Ce voyage fut du reste fort utile à ses intérêts. Pendant son séjour à Stuttgardt, Schiller entra en relations avec Cotta, qui devint plus tard son unique éditeur et qui lui proposa la rédaction d’un recueil littéraire mensuel. À son retour à Iéna, il publia le prospectus de ce recueil intitulé les Heures (Die Uhren), et appela tous les hommes distingués de l’Allemagne à y concourir. Peu de temps après, le premier numéro parut ; mais, malgré les efforts de l’éditeur, les articles favorables de la Gazette littéraire, et les noms illustres qui le recommandaient au public, ce journal produisit peu d’effet et n’eut qu’une courte durée.

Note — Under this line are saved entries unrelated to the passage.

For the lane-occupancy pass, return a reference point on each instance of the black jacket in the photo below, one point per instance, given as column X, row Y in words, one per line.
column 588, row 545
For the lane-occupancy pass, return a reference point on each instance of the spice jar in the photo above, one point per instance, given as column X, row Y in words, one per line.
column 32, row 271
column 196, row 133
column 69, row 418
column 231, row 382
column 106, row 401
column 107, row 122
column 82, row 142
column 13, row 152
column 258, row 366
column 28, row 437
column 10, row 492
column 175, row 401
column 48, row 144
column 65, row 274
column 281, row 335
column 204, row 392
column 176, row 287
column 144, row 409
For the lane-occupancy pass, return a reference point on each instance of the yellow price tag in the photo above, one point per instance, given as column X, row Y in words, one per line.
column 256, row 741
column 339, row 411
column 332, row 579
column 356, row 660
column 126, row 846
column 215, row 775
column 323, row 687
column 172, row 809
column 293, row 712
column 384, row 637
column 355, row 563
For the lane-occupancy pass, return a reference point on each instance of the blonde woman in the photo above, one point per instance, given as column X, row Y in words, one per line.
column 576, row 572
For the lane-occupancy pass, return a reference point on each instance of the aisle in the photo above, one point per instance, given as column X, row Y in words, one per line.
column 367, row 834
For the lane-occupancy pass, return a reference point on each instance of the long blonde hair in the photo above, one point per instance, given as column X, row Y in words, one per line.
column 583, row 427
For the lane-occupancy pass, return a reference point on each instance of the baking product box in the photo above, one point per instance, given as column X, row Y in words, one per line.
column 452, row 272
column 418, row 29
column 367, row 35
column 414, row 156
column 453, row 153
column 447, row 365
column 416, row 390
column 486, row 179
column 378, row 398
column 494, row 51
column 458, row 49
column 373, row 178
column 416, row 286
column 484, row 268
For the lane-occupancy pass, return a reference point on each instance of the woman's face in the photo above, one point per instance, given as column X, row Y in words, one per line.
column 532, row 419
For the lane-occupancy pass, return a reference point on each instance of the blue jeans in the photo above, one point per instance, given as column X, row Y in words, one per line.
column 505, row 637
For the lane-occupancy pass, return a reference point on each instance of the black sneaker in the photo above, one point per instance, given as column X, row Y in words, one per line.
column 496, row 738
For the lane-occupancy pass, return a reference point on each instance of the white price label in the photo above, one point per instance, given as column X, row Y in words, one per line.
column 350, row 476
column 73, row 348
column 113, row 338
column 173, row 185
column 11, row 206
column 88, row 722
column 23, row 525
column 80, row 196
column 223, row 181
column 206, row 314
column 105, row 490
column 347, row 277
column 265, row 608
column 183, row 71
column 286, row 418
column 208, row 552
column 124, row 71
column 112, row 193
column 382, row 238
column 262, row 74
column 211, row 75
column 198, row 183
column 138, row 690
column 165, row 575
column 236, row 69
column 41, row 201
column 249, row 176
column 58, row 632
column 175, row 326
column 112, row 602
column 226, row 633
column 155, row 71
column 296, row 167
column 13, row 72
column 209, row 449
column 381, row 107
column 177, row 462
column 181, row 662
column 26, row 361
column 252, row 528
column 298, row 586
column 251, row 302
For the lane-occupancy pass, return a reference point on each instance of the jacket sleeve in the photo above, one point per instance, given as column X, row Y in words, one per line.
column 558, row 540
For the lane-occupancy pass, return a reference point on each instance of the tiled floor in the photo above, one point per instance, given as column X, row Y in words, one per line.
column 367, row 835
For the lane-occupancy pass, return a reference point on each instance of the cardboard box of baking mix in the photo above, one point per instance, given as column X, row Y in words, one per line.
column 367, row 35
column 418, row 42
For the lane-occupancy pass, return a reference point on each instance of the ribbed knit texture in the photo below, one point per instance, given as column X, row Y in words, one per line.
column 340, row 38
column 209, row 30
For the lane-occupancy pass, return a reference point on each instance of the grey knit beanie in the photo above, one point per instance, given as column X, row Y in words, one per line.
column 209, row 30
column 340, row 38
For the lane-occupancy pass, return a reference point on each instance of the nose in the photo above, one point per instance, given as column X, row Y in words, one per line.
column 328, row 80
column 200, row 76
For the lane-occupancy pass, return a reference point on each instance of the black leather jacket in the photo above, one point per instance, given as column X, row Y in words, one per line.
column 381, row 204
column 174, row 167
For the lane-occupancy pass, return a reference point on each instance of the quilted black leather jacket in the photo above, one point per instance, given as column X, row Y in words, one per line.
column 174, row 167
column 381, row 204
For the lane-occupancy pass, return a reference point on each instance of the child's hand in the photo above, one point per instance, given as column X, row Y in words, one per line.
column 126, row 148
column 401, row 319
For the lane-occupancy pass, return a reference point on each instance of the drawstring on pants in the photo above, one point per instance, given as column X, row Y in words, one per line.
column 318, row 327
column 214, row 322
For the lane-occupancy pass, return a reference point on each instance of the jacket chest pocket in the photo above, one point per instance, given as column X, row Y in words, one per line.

De cette époque datent ses relations plus intimes avec Goethe. Les deux poètes avaient compris que, par la différence même de leur nature et de leur manière de vivre, ils pouvaient se rendre utiles l’un à l’autre. Ils marchaient parallèlement sur deux lignes séparées ; mais ils se rejoignaient à la sommité de l’art. Il s’établit entre eux une correspondance suivie, sérieuse, savante, et qui de jour en jour prit un caractère plus amical. Schiller en avait en même temps

  1. Son père et sa jeune sœur moururent en 1796, sa mère en 1802.